Under the surface of an organ, many different cell types participate in crucial interactions. This means that when an organ suffers damage, fixing it is not as easy as slapping on a Band-Aid. Scientists need a way to regenerate the organ’s complex tissue structure. Induced pluripotent stem cells (iPSCs), undifferentiated cells with the potential to become any adult cell type, may be the key.
By studying intestinal organoids in the laboratory, Michael Helmrath’s team aims to develop ways to heal gut damage.
Michael Helmrath
Pediatric surgeon and scientist Michael Helmrath and his team at Cincinnati Children’s Hospital have spent over a dozen years developing strategies to turn iPSCs into intestinal tissue. Now, they have found a way to build 3D intestinal organoids that can heal gut damage in rats.1 In an interview with The Scientist, Helmrath described how these fuzzy balls of tissue deepened his appreciation for the complexity of intestinal development and illuminated a path toward treating gut damage caused by transplant rejection or inflammatory bowel disease.
What makes organoids an appealing way to heal intestinal tissue?
As a pediatric surgeon for patients who have complex gastrointestinal (GI) disorders, families often ask me, “Can you grow my baby's intestine?” In 2010, my colleague James Wells was the first to pattern iPSCs into in vitro organoids—multi-tissue structures recapitulating developmental processes—that mimicked the proximal small bowel.2
That was fascinating, but in vitro models stay at a very early developmental state, so it was not practical to grow the intestinal tissue outside the body and then put it into the gut. Instead, we needed a way to use the iPSC-derived organoid as a cellular therapy that could regenerate, differentiate, and engraft into an existing intestine.

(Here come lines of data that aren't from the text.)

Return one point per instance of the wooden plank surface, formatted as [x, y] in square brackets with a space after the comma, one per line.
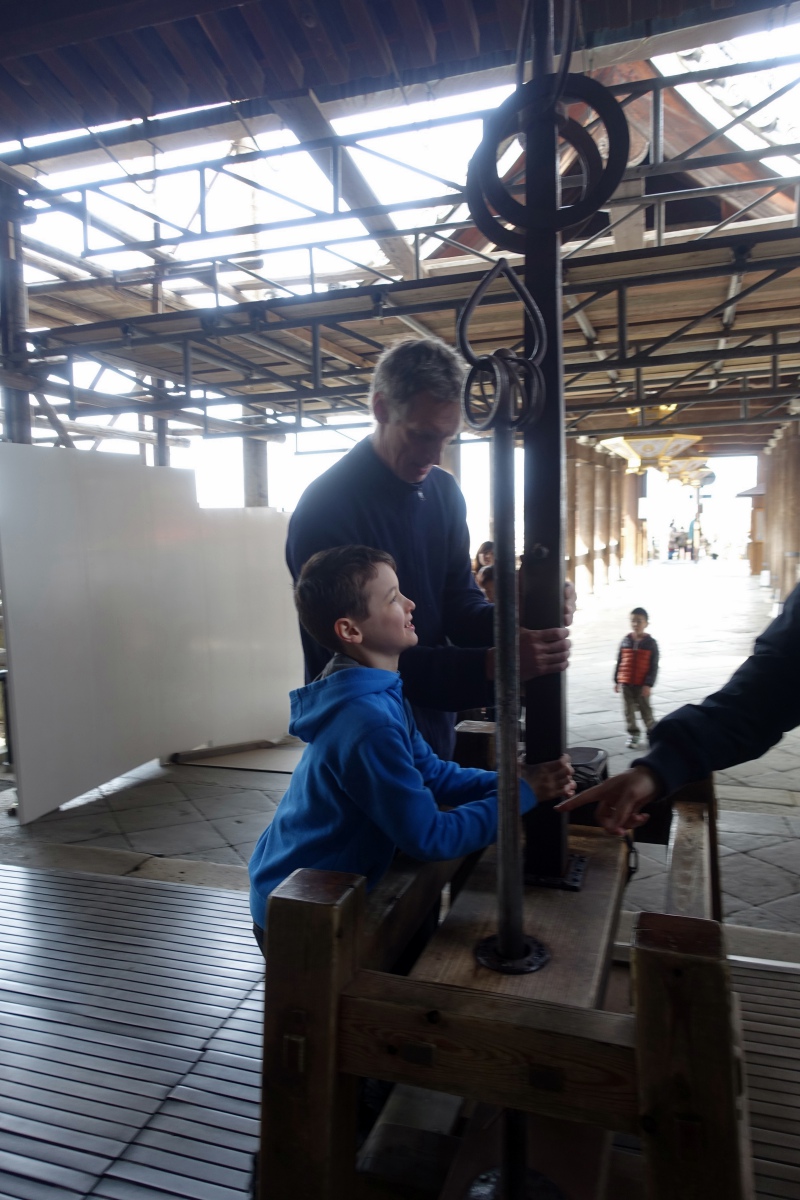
[576, 927]
[539, 1057]
[130, 1039]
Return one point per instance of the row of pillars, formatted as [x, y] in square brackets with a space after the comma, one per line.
[13, 324]
[780, 526]
[603, 529]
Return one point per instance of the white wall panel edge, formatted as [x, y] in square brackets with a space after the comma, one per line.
[126, 640]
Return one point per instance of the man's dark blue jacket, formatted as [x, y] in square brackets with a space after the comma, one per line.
[359, 501]
[758, 705]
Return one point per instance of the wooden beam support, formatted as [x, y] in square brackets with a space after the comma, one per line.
[308, 1108]
[29, 31]
[88, 91]
[323, 41]
[155, 66]
[280, 55]
[693, 887]
[692, 1102]
[563, 1062]
[689, 882]
[398, 905]
[185, 42]
[119, 77]
[234, 52]
[463, 28]
[370, 36]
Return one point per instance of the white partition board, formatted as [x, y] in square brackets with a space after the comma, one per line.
[137, 623]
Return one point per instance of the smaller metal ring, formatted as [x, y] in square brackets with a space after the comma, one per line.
[485, 365]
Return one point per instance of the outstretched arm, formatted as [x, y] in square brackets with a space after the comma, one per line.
[619, 799]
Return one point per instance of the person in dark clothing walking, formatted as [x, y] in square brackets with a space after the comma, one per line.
[637, 666]
[389, 492]
[758, 705]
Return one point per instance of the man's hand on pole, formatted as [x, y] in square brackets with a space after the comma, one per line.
[619, 799]
[549, 780]
[542, 651]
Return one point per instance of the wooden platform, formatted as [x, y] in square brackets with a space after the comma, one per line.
[130, 1044]
[770, 1008]
[130, 1039]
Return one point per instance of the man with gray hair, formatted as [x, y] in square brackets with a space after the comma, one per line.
[388, 492]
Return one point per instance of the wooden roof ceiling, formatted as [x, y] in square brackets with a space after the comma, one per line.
[96, 61]
[732, 363]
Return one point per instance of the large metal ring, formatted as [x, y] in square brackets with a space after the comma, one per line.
[483, 184]
[518, 391]
[487, 364]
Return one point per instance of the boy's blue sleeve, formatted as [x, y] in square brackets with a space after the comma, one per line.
[385, 781]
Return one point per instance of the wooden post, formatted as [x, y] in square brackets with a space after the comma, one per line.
[692, 1102]
[308, 1109]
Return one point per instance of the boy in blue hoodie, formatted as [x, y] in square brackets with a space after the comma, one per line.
[367, 783]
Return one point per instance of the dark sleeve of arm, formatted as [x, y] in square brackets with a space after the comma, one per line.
[468, 618]
[445, 677]
[758, 705]
[305, 538]
[452, 677]
[654, 665]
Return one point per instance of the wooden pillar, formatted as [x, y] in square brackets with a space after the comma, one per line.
[256, 473]
[617, 467]
[632, 487]
[601, 517]
[571, 509]
[776, 516]
[584, 535]
[308, 1109]
[451, 460]
[791, 443]
[692, 1101]
[13, 315]
[161, 448]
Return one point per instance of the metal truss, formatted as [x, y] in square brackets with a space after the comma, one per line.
[702, 316]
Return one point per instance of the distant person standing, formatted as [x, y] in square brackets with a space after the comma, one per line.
[485, 580]
[483, 558]
[637, 666]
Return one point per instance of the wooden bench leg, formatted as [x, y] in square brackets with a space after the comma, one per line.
[308, 1109]
[692, 1103]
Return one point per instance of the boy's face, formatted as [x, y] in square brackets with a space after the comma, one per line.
[415, 443]
[638, 624]
[389, 629]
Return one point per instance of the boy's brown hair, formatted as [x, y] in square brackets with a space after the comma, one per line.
[331, 585]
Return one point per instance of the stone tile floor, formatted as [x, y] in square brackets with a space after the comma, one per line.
[198, 825]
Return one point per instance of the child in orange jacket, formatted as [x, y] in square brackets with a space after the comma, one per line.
[637, 665]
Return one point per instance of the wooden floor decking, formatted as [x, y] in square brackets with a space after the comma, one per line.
[130, 1044]
[130, 1039]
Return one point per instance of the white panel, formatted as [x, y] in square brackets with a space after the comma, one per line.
[48, 637]
[137, 624]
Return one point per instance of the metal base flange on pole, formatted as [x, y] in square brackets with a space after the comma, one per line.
[537, 1187]
[535, 955]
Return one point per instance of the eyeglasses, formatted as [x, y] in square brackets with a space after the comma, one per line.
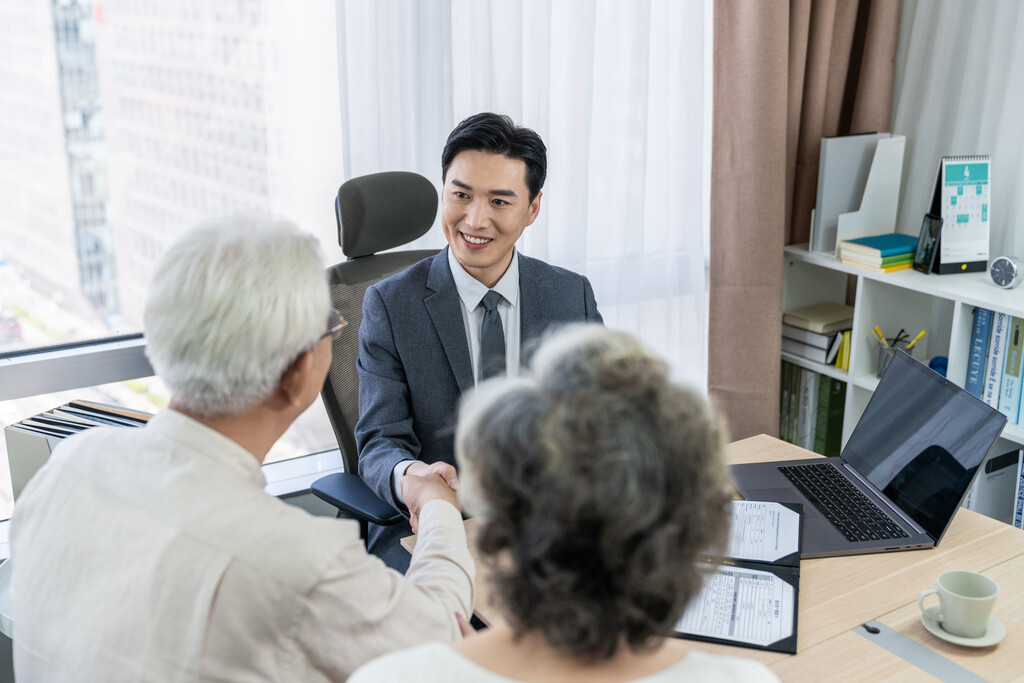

Other cell therapies have been tried in the past, such as enteroids, which are biopsies that are grown into mature intestinal tissue and put back into the patient. Luckily, organoids have two main advantages over enteroids. First, the iPSC-generated tissue has tremendous regeneration and differentiation potential. Second, the tissue is not just one cell type. It is a niche of progenitors that are both endodermal and mesenchymal. That is really the secret sauce.
How do you create and test these organoids?
We add factors in a dish to pattern the iPSCs into endoderm and then into proximal small bowel tissue that grows in a 3D support structure.3 After 28-35 days of maturation, under the microscope you see a fuzzy ball up to a millimeter in diameter. The fuzzy outside is mesenchyme, and the endoderm is on the inside.
To test the organoids, we use a rat model where we damage the bowel pretty extensively. We cannot just put the intact organoid into the animal; when we tried that, it became an isolated piece of bowel that did not integrate with its surroundings. Instead, we fragment the organoid and put the pieces into the animal’s damaged bowel, where the in vivo environment provides stimuli prompting the organoid to expand and differentiate. The organoid responds prolifically, and with the help of some surgical strategies, it engrafts and heals. Every time we open up an animal’s bowel and see human intestine in continuity with the GI tract, it’s exciting.
These experiments opened our eyes. They highlight the fact that in human diseases with ulcers, the underlying defect is likely not an epithelial defect. It is the supporting mesenchyme—the bed to grow the grass that is the epithelium—that usually is not present. Otherwise, the ulcer would have healed. The ability to provide mesenchyme in this model is likely one of the reasons it does so well in comparison to epithelium alone.
What types of human diseases could this approach help treat?
We are proposing to use this in patients who have non-healing ulcers, which can happen in many different patient conditions. One example is exfoliative rejection of small bowel transplant, which can be fatal. Our idea is to generate organoid lines for those patients in advance of the transplant in case of this type of rejection.
In the long run, we are also going to be able to treat damage to the esophagus, stomach, and colon. Because of the exponential expansion of cells, we do not have to transplant a whole organ. We just transplant small amounts of cells, which migrate in the actual organ to proliferate and differentiate into the structures that are damaged. They integrate with existing structures, but do not migrate through the animal or leave the area of damage.
This interview has been condensed and edited for clarity.
- Poling HM, et al. Human pluripotent stem cell-derived organoids repair damaged bowel in vivo. Cell Host Stem Cell. 2024;31(10):1513-1523.
- Spence JR, et al. Directed differentiation of human pluripotent stem cells into intestinal tissue in vitro. Nature. 2024;470(7332):105-9.
- Watson CL, et al. An in vivo model of human small intestine using pluripotent stem cells. Nat Med. 2014;20(11):1310-4.